Peta Laut Timor, Nusa Tenggara Timur (Foto: Antara)

Bagikan:

JAKARTA - Jumat, 21 Agustus kemarin tepat 11 tahun petaka tumpahan minyak Montara di Laut Timor, Nusa Tenggara Timur, terjadi. Ketua Tim Advokasi Rakyat Korban Montara, Ferdi Tanoni, menduga pemerintah Australia dan perusahaan PTTEP Australasia sengaja menutupi kasus ini selama itu.

"Pemerintah Australia dan PTTEP Australasia yang bertanggung jawab sengaja menutup-nutupinya," kata Ferdi Tanoni dilansir Antara, Sabtu.

Kasus ini telah muncul dari kesaksian dan kiriman untuk penyelidikan resmi pada tahun 2009 untuk tumpahan minyak dan gas di lapangan Montara, lepas pantai utara Australia Barat, yang lokasinya lebih dekat ke Pulau Rote Indonesia.

Ladang minyak Montara bocor dan berlangsung selama 10 minggu sebelum akhirnya ditutup. Namun, kata dia, telah memberikan dampak kerugian besar bagi lingkungan laut dan rakyat Indonesia di NTT.

"Perusahaan PTTEP Australasia dan pemerintah Australia yang terlibat berusaha menyembunyikan skala dan penyebab bencana ini dari pandangan publik," katanya.

Selama ledakan di lokasi pengeboran minyak terjadi, kata Ferdi, Menteri Sumber Daya dan Energi Martis Ferguson dan Menteri Lingkungan Peter Garrett di Australia meremehkan ukuran tumpahan dan dampak lingkungan.

Mereka mengutip perkiraan yang tidak berdasar dari pemilik lapangan, yakni konglomerat Thailand PTTEP (PTT Exploration and Production Public Company Limited) bahwa sekitar 300 hingga 400 barel minyak bocor setiap hari.

Namun, bukti yang diajukan atas penyelidikan pemerintah yang dipimpin oleh mantan pegawai negeri senior David Borthwick disebutkan bahwa tumpahan minyak mencapai 3.000—4.000 barel per hari. Tumpahan minyak ini diperkirakan telah meluas hingga 90.000 kilometer persegi.

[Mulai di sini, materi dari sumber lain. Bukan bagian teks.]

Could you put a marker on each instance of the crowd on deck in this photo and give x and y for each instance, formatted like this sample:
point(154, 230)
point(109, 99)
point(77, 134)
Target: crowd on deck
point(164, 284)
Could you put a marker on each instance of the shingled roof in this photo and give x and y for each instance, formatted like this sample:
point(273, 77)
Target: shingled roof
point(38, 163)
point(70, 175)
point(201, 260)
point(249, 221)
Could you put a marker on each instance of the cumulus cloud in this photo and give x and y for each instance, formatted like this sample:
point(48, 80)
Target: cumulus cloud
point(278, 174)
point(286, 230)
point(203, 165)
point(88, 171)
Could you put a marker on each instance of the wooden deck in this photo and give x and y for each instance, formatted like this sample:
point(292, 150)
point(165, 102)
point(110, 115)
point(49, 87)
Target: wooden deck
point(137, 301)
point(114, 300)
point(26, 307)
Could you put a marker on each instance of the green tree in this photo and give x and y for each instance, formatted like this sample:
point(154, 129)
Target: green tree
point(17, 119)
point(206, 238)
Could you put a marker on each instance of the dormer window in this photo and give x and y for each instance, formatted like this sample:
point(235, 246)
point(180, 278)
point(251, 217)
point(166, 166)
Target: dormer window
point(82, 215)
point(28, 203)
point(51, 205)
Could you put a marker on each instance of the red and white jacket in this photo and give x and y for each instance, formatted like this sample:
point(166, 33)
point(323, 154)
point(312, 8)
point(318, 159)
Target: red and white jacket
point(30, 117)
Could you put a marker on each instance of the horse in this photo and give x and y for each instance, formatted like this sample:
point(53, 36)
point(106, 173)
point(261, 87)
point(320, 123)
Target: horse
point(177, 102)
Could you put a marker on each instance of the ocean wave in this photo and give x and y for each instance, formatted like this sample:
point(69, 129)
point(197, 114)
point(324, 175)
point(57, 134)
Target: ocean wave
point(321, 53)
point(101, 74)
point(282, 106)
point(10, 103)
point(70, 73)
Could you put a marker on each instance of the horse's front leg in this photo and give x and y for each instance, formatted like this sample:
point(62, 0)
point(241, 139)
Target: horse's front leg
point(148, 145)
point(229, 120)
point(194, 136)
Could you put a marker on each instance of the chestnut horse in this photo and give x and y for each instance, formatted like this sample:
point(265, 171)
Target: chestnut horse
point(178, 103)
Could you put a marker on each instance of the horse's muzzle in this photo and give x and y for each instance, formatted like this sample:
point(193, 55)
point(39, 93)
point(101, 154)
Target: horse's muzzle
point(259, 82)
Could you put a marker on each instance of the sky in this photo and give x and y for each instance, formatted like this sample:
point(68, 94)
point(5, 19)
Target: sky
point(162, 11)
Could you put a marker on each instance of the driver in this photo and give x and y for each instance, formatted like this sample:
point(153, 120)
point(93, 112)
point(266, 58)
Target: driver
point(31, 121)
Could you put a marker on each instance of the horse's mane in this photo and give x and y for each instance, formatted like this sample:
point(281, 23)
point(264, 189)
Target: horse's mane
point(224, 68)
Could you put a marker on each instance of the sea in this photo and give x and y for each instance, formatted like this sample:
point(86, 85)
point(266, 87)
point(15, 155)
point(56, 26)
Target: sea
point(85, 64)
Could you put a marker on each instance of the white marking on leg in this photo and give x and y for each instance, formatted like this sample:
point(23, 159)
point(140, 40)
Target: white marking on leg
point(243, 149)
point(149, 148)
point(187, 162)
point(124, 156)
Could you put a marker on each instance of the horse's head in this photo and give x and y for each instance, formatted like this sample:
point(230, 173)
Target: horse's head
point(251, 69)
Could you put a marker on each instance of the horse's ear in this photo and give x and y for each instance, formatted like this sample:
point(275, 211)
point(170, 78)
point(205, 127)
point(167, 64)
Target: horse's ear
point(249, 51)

Pengajuan oleh Yayasan Konservasi Australia dan kelompok lingkungan lainnya juga telah menunjukkan kerusakan pada ekosistem lepas pantai dan pesisir yang merupakan rumah bagi beragam spesies ular laut, burung, ikan, penyu, paus, lumba-lumba, dan duyung.

Kerusakan jangka panjang terhadap habitat tropis yang sebelumnya masih alami, menurut dia, masih belum diketahui. Demikian pula dampaknya pada industri perikanan, mutiara, dan pariwisata.

"Meskipun tidak ada minyak yang hanyut ke pantai Australia, seperti yang pernah ditakutkan, sebagian minyak mencapai pantai selatan Timor Barat, Indonesia," katanya.

Ferdi menyebutkan terdapat bukti yang terdokumentasi dalam pengajuan Yayasan Peduli Timor Barat, sebuah LSM Indonesia, tentang bahaya terhadap mata pencaharian dan kesehatan hingga 300.000 orang di pesisir, termasuk di Pulau Roti dan Sabu .

Pengajuan tersebut menunjuk pada minyak bersumber dari Montara dan polusi timbal di air laut lokal dan di antara tanaman rumput laut, katanya.

Untuk itu, pihaknya menuntut agar pemerintah Australia segera membayarkan kompensasi kepada lebih dari 100.000 jiwa rakyat yang telah menderita, bahkan sudah banyak yang meninggal.

"Kepada pemerintah Indonesia kami mendesak agar surat yang direncanakan oleh Presiden Joko Widodo yang ditujukan kepada Perdana Menteri Australia segera diterbitkan," katanya.